Answer by TheDarkVoid · Aug 03, 2011 at 09:36 PM
the problem is the the physics in unity is not perfect and the falling box may be too close to the wall try offsetting it by about .01, you can also select freeze rotation in the rigid body options
Yes, I think freezing rotation may help. The problem probably is caused by the abrupt change in normals at the edges - physics simulation must calculate the contact points and normals, and at the edges this probably gives crazy results.
Ah yes. Offsetting did the trick!

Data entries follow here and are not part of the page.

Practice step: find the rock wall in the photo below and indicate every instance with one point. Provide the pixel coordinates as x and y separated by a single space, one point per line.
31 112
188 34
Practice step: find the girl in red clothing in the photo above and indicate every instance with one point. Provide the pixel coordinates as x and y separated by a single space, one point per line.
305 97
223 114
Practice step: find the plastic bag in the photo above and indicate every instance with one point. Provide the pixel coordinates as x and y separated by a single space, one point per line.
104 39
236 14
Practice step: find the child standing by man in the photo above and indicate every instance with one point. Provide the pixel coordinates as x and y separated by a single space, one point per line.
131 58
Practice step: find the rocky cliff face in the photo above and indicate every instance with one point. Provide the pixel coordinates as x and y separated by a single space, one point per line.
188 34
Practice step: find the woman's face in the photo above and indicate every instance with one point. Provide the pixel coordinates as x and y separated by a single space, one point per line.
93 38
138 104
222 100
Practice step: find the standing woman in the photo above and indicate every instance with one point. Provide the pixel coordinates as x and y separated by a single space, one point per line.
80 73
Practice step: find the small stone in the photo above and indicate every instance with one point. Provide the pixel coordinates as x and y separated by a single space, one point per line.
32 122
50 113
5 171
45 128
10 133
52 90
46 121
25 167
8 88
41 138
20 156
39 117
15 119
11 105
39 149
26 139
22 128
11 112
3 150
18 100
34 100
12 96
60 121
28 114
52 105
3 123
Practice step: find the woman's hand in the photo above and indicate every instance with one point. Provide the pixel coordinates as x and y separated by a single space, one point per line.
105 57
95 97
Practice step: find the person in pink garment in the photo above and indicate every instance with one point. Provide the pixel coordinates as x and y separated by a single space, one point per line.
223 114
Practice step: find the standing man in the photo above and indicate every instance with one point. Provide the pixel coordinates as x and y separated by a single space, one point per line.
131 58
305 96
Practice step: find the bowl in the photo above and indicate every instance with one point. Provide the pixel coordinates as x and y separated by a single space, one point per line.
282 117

Here's the method I wrote to fix up the position.
float rayDistance = 4f; // Distance to raycast
float moveDistance = 0.5f; // Distance to translate object
// Raycast in 4 directions to check if we're hitting something
// Up
if (Physics.Raycast(transform.position, transform.TransformDirection(Vector3.up), rayDistance)) transform.Translate(new Vector3(0, -moveDistance, 0));
// Right
if (Physics.Raycast(transform.position, transform.TransformDirection(Vector3.right), rayDistance)) transform.Translate(new Vector3(-moveDistance, 0, 0));
// Down
if (Physics.Raycast(transform.position, transform.TransformDirection(Vector3.down), rayDistance)) transform.Translate(new Vector3(0, moveDistance, 0));
// Left
if (Physics.Raycast(transform.position, transform.TransformDirection(Vector3.left), rayDistance)) transform.Translate(new Vector3(moveDistance, 0, 0));
Answer by Instability · Jun 10, 2013 at 11:24 AM
Alternatively, you could create an empty gameobject and attach a box collider for the ground to it. You could use collision layers to make sure the ground collider does not interfere with the rest of the geometry, only with the player. Set the ground collider a tiny bit above the (uneven) floor geometry and it should roll smoothly. You can make the ground collider stretch large patches and it will be a continuous object.